STEP THREE – Protect your property

Here are some tips you should consider for protecting your property from a hurricane. Remember, a few minutes now can save you hours afterward.

  • Ensure you have hurricane shutters or ¾-inch outdoor plywood boards for each window of your home.
  • Install anchors and pre-drill holes for the plywood, so you can put it up quickly in the event of a storm.
  • Install head and foot bolts on doors for extra protection.
  • Install hurricane straps or clips to help hold your roof to the walls of your home.
  • Make sure your landscaping does not become a wind hazard by removing any diseased and damaged limbs from trees.
  • Consider building a safe room in your home that can withstand high winds and flying debris.

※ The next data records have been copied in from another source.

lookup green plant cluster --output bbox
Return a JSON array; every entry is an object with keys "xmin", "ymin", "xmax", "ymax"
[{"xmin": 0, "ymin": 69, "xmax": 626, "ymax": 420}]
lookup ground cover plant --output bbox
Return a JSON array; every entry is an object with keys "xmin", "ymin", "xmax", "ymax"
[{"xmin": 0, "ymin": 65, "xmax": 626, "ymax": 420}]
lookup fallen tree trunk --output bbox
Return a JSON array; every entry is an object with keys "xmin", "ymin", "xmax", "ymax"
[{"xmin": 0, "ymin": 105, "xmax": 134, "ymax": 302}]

More information is available at

STEP FOUR – Stock your emergency supply kit

You go to the store every week. Why not buy a few extra things every trip? If you start doing this now, you won’t have to do it all at once.

  • If you are staying at home during the storm, you should have a 2-week supply of water and ready-to-eat nonperishable food for every family member and pet.
  • If you are evacuating, you should have a 3-day supply of water and ready-to-eat nonperishable food for every family member and pet.
  • Manual can opener for canned foods.
  • Essential medicines, including eyeglasses and contact lenses.
  • Personal hygiene items such as toilet paper, toothbrush and toothpaste.
  • Paper towels, premoistened towelettes, hand sanitizer and eating utensils.
  • Change of clothing, including extra shoes and rain gear.
  • First-aid kit and manual.
  • Battery-powered flashlight and radio with extra batteries. You should also consider a weather radio.
  • Blankets, pillows and sleeping bags (one for each family member).
  • Mosquito repellent and citronella candles.
  • Two coolers—one for food, the other for ice.
  • Quiet games, books, playing cards.
  • Plastic tarp for roof/window repair and tools (hammer/nails).
  • Plastic trash bags.
  • Special items for infant, elderly or disabled family members.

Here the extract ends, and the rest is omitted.